Charley Harper was born in a small town in West Virginia in 1922. After a stint in the Army and a stint in the too big of a city of New York, he settled in Cincinnati. He met his wife Edie studying at the Art Academy there. After graduation they set out to discover, paint and photograph the Great American West.
On this journey out West, Charley started to lose interest in Realism, In his words:
“I felt fettered by the laws of perspective and shading and decided that the constant attempt to create the illusion of three dimensions on the two-dimensional plane was limiting. It was only one’ of the tools at the artist’s disposal; I wanted to try others. I concentrated on trying to simplify the great natural forms and symbolize the design underlying the surface clutter.”

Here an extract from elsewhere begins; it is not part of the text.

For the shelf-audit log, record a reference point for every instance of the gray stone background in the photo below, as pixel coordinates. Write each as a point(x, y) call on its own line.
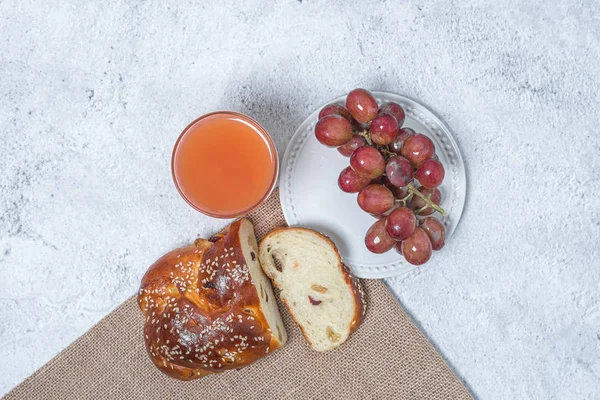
point(94, 94)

These words resonate with me for a very real reason. I have never deemed myself an “artist.” I see myself more as a hack. I cobble together ideas of others. As much as possible I try to do things myself, but my skills (and patience and sense of accuracy) are limited. I too struggle with 3 dimensions! I have settled on a style that works within my skill set.
Charley’s early struggles with his style were not for lack of skill. His son penned a biography that celebrated his talents as an exceptionally talented realistic painter, something that surprised many. It was assumed he illustrated in his style because he didn’t know how to render realism. To the contrary, he thought that he had nothing new to add to the vast cannon of realistic work.
Charley’s style evolved to become what he described as “Minimal Realism.” He got a job as a commercial illustrator, but his celebration of all the wrinkles and warts and cysts was not what was deemed commercial at that time. I love this image he created of a fruit fly on a decomposing banana. Have you ever seen such a striking bug?
Charley Harper celebrated shapes, color combinations, patterns and behavior. Viewing his work has the same effect as getting lost in an M.C. Escher print. “In a world of chaos, the picture is one small rectangle in which the artist can create an ordered universe.”
The depth of his humor makes me yearn to dive deeper into his work. Charley viewed a pun as the “purest form of creativity.” He described how he would wake up in the middle of the night with a pun in his head, he would put it on paper then draw the corresponding image the following day.
This intelligent wit made him perfectly suited to design work for educational and conservation organizations. THIS is the Charley Harper I knew from growing up in Ohio. His posters for the Cincinnati Zoo and Nature Centers were everywhere.
Thank you Charley! For sharing with us the beauty of your simplicity.